The numbers at Poilão are staggering. Sandy beaches make up just over half of the island's four-kilometre coastline, yet they host one of the densest green turtle rookeries in the world. In recent years the island has averaged tens of thousands of nests each season, with exceptional years recording many tens of thousands more on that narrow strip of sand. In peak weeks the beach can be so crowded that nesting females dig up the clutches of those that came before. Hawksbill and olive ridley turtles nest here too, though in smaller numbers, and loggerheads cruise the surrounding waters without coming ashore.

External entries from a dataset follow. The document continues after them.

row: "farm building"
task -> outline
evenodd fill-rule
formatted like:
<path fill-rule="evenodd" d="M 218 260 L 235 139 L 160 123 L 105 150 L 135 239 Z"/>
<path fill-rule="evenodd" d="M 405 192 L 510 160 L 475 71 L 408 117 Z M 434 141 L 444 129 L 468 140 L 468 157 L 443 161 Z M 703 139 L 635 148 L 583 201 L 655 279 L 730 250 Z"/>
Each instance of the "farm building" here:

The work of understanding Poilão began in 1994, when researchers first started tagging turtles to learn where they went. By the late 1990s, alongside the science, came a darker discovery: itinerant poachers were taking turtles from the islands, and the push to formalise protection gathered urgency. The first full census of the colony, carried out around the turn of the millennium, confirmed what the Bijagó had long known in their own terms, that this was somewhere extraordinary. Today rangers and researchers share the vigil with tradition, combining tags, surveys, and patrols with the customary law that has guarded these beaches for far longer.
The turtles are the headline, but the park's waters teem with more. Humpback and bottlenose dolphins move through the channels between the islands. Jacks of the genus Caranx and snappers of the genus Lutjanus shoal over the shallows, hunted in turn by sharks. The richness is no accident: these are the same warm, productive Bijagós waters whose mangroves and seagrass feed life all along this coast. To pass over João Vieira and Poilão is to fly above one of West Africa's last great marine sanctuaries, a place where an ancient act of reverence and a modern act of law have, for now, held the line.
João Vieira and Poilão Marine National Park lies at roughly 10.95°N, 15.71°W, in the southeastern Bijagós Archipelago southwest of Bissau (GGOV). From altitude the four uninhabited islands appear as small green dots ringed by pale sand and turquoise shallows over open Atlantic. The nesting beaches of Poilão are best appreciated by their isolation rather than from the air. Clearest viewing is in the December–April dry season; Harmattan dust and sea haze can cut visibility. Nearest international airport is Osvaldo Vieira International at Bissau (GGOV); the islands are accessible only by boat, and Poilão's sacred status restricts landing.